Through catalysing isomerization of signalling molecules, PIN1 functions as a critical catalyst in many signalling pathways in cancer. The oncogenic property of PIN1 was first demonstrated in breast cancer, as PIN1 can transform breast epithelial cells through up-regulation of cyclin D1[27]. Several studies have demonstrated that PIN1 expression is positively correlated with cyclin D1 expression in various types of cancer[20,47,53-56]. A positive correlation has also been shown between PIN1 expression and centrosome amplification in breast cancer. Both in vitro and in vivo studies have demonstrated that PIN1 induces centrosome duplication, resulting in chromosomes mis-segregation and genomic instability, which in turn promote cell transformation and tumour growth in transgenic mice[57].

In hepatocytes, overexpression of PIN1 has been shown to promote malignant transformation. PIN1 overexpression in the immortalized but non-tumourigenic liver cell line MIHA leads to anchorage-independent colony formation in soft agar and tumour formation in nude mice in vivo[58]. The number of colonies in soft agar and the size of tumours in nude mice are positively correlated with PIN1 expression levels. Similarly, PIN1 depletion in human HCC cells results in the suppression of cell proliferation, reduction of colony formation in soft agar and abrogation of tumour development in nude mice. Thus, PIN1 plays a critical role in hepatocarcinogenesis and the pathways involved are further discussed in the following sections (Figure 2).

Figure 2.

PIN1 dysregulation and targets in hepatocellular carcinoma. PIN1 functions as an amplifier to augment the oncogenic activities of key phosphoproteins involved in HCC tumourigenesis. PIN1 gene expression is up-regulated by various transcription factors, including E2F family and activated NOTCH1 intracellular domain (NCID), but is down-regulated by miRNAs (miR-200b/c and miR-296). In addition, PIN1 inactivates retinoblastoma protein (Rb), resulting in the release of E2F for activation of PIN1 expression. Through phosphorylation-dependent prolyl isomerization, PIN1 activates the β-catenin/cyclin D1 signalling pathway by induction of β-catenin transcriptional activity and stabilization of cyclin D1 protein. In parallel, PIN1 increases the transcriptional activities of c-Jun and NF-κB, leading to an increase in cyclin D1 transcription. Furthermore, PIN1 stabilizes hepatitis B virus X protein (HBx) and enhances its transactivating activity on downstream target nuclear factor-kappa B (NF-κB), which in turn increases cyclin D1 transcription. Up-regulation of cyclin D1 leads to uncontrolled cell proliferation and tumourigenesis. In addition, PIN1 increases the antiapoptotic function of survivin to inhibit apoptosis and contribute to tumourigenesis. Through interaction with Akt and ribosomal S6 kinase (p70S6K), PIN1 also activates the PI3K/Akt/mTOR pathway to promote tumourigenesis. PIN1 enhances the transcriptional activities of hypoxia-inducible factor (HIF)-1α and activator protein (AP)-1, resulting in up-regulation of angiogenic factor vascular endothelial growth factor (VEGF) and promotion of angiogenesis.

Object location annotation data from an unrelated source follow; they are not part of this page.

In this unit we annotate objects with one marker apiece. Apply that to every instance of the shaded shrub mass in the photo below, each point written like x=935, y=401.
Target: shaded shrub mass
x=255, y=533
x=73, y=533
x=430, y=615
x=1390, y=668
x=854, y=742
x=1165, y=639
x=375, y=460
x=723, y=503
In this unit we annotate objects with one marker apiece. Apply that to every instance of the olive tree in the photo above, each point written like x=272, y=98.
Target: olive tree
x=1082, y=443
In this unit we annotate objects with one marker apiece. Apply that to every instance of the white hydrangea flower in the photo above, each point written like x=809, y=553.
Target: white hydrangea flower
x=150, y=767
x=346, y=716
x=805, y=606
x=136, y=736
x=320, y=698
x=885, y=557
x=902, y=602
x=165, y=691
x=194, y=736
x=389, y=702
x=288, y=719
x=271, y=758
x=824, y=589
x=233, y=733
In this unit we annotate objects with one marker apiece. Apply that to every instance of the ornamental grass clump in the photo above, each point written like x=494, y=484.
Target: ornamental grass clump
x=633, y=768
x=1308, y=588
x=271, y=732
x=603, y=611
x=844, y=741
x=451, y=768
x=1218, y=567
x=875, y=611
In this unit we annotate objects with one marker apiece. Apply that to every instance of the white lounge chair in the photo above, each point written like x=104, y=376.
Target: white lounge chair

PIN1 AND β-CATENIN/CYCLIN D1 SIGNALLING PATHWAY

Dysregulation of the β-catenin signalling pathway resulting from β-catenin gene mutations contributes to HCC development. Activation of the β-catenin signalling pathway results in nuclear translocation of β-catenin protein that in turn activates the transcription of its target genes, including cyclin D1 and c-Myc[59-62]. Up-regulation of cyclin D1 and c-Myc leads to uncontrolled cell proliferation, malignant transformation and tumour development. In addition to β-catenin gene mutations, PIN1 overexpression has been shown to increase the β-catenin transcriptional activity towards its target genes, such as cyclin D1, c-Myc, PPAR-δ and fibronectin[18]. The mechanism of PIN1 regulating β-catenin transcriptional activity is dependent on the direct interaction between PIN1 and the phosphorylated Thr²⁴⁶-Pro motif of β-catenin. Such interaction stabilizes β-catenin by inhibiting its binding with the adenomatous polyposis coli protein for nuclear export and subsequent glycogen synthase kinase-3β-mediated degradation of β-catenin. This leads to increased nuclear accumulation and transcriptional activity of β-catenin. We have previously demonstrated that overexpression of PIN1 in HCC is associated with β-catenin accumulation[47]. More importantly, PIN1 overexpression and β-catenin gene mutations are found to be mutually exclusive events, further underscoring the role of PIN1 overexpression in causing β-catenin accumulation in HCC. Therefore, in addition to the somatic mutations of β-catenin that occur only in 20% of HCCs[63,64], PIN1 overexpression is the major mechanism leading to β-catenin accumulation in HCC.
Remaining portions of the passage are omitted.